FILE PHOTO: EU carbon market emissions
INTERNATIONAL -  Africa is sometimes better known for its vulnerability to climate change than its action on the problem – but a set of African cities intend to change that.

Eight cities – from Accra to Dar es Salaam – pledged this week to deliver their share of emissions cuts needed to meet Paris Agreement targets to limit climate change.

That means achieving “zero carbon” city economies by 2050 - with climate changing emissions eliminated, or dramatically reduced and any small remaining emissions offset by other green actions.

“We cannot ignore the implications of what will befall us if we do not act now,” said Mohammed Adjei Sowah, the mayor of Accra, Ghana’s capital, at a planning meeting in Nigeria on urban climate action in Africa.

Pursuing development in the way it’s traditionally been done is no longer feasible, he said in Lagos at the launch of the emissions cutting push.

Achieving the aim will require significant work. According to the World Bank, of the top 10 big world cities with the lowest climate-changing emissions, only one – Johannesburg – is in Africa.

Under the new commitments, cities will work to reduce emissions from things such as transport, buildings, energy production and waste management – an effort some have already started.

The city of Tshwane (formerly Pretoria) in South Africa, for instance, has carried out an inventory of its emissions, to better understand which areas need the most urgent work.

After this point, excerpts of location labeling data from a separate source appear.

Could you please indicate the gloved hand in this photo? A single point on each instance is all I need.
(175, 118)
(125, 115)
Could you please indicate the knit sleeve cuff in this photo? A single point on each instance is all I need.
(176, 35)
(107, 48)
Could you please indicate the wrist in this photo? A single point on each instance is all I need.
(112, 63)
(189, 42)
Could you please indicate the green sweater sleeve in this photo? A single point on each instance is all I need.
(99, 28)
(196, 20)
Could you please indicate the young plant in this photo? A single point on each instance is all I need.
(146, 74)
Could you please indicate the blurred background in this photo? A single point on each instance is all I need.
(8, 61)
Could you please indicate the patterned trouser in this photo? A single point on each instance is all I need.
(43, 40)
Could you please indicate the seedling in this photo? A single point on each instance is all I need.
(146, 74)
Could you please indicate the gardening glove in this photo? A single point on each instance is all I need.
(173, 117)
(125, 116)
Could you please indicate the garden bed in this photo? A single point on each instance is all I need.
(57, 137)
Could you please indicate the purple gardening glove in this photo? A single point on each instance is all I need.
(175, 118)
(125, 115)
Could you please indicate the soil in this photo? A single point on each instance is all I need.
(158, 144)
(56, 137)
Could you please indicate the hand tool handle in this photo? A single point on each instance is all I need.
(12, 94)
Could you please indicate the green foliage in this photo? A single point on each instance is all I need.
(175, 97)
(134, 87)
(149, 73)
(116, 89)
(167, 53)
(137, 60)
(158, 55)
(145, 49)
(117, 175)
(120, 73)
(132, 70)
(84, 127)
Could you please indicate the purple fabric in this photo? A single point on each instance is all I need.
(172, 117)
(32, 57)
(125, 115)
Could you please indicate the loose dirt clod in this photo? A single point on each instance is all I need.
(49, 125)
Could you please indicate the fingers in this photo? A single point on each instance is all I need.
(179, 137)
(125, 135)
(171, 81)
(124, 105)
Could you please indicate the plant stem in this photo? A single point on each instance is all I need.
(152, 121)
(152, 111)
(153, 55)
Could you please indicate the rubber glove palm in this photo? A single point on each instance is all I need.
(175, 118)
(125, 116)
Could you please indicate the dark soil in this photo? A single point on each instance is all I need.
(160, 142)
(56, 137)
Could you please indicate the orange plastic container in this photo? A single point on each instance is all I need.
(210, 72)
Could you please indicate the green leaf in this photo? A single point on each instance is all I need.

The city’s mayor also has for four years organised the African Capital Cities Sustainability Forum, which led to the creation of a sustainability unit in Tshwane’s mayoral office.

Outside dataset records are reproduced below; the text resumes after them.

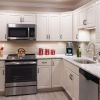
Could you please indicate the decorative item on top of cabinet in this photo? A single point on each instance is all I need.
(21, 18)
(87, 16)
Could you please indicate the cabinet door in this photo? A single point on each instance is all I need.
(91, 16)
(70, 83)
(75, 26)
(98, 22)
(82, 18)
(56, 72)
(3, 27)
(66, 27)
(14, 18)
(76, 87)
(44, 77)
(54, 27)
(42, 27)
(2, 79)
(29, 19)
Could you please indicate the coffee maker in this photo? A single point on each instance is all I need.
(69, 49)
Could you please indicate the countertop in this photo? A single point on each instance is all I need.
(94, 69)
(3, 57)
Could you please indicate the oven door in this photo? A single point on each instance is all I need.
(21, 72)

“We started this climate action trajectory in 2013, putting together the carbon emission inventory and vulnerability assessment, out of which we then started to take action based on the data”, Sello Mphaga, head of the Tshwane mayor’s sustainability unit.

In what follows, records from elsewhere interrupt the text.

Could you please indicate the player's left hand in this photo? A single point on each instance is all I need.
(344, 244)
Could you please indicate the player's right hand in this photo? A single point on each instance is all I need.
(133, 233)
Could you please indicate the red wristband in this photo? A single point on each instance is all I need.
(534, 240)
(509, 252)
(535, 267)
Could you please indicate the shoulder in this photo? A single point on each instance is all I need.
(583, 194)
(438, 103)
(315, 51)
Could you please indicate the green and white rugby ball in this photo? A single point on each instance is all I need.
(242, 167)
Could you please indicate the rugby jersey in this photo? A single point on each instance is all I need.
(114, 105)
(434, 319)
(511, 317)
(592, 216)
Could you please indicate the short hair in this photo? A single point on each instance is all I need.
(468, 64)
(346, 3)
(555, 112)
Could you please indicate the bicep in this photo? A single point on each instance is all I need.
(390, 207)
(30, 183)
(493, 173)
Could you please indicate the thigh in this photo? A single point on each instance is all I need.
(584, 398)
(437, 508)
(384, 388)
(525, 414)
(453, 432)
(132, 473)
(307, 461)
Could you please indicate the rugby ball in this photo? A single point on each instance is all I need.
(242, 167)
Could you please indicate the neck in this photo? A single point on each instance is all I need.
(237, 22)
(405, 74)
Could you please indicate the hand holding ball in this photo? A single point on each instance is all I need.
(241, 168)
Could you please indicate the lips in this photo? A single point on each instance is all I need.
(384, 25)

The city’s emissions come from “three main sectors – energy, waste management and transport. From the study, we see how much each sector is emitting and that assists us in planning to reduce or act upon these emissions,” he told the Thomson Reuters Foundation on the sidelines of the Lagos meeting.

Besides Accra, Tshwane and Dar es Salaam, other African cities that have signed the new pledge include Addis Ababa, Lagos, Dakar, Cape Town, Durban and Johannesburg.

Two other cities – Nairobi and Abidjan – are expected to submit their plans to take part soon, said Mark Watts, executive director of the C40 Cities alliance, a global network of cities tackling climate change.

To try to achieve the Paris Agreement goals, cities signed on to the new African effort commit to reduce their carbon emissions to zero by 2050.

Sowah, of Accra, said he believes it is possible to dramatically cut urban African emissions, particularly as more African cities become aware of the impact of worsening climate extremes, from recurring droughts and floods to failed crops and more migration.

But African cities will need to hold the line on emissions even as their populations grow substantially in coming decades.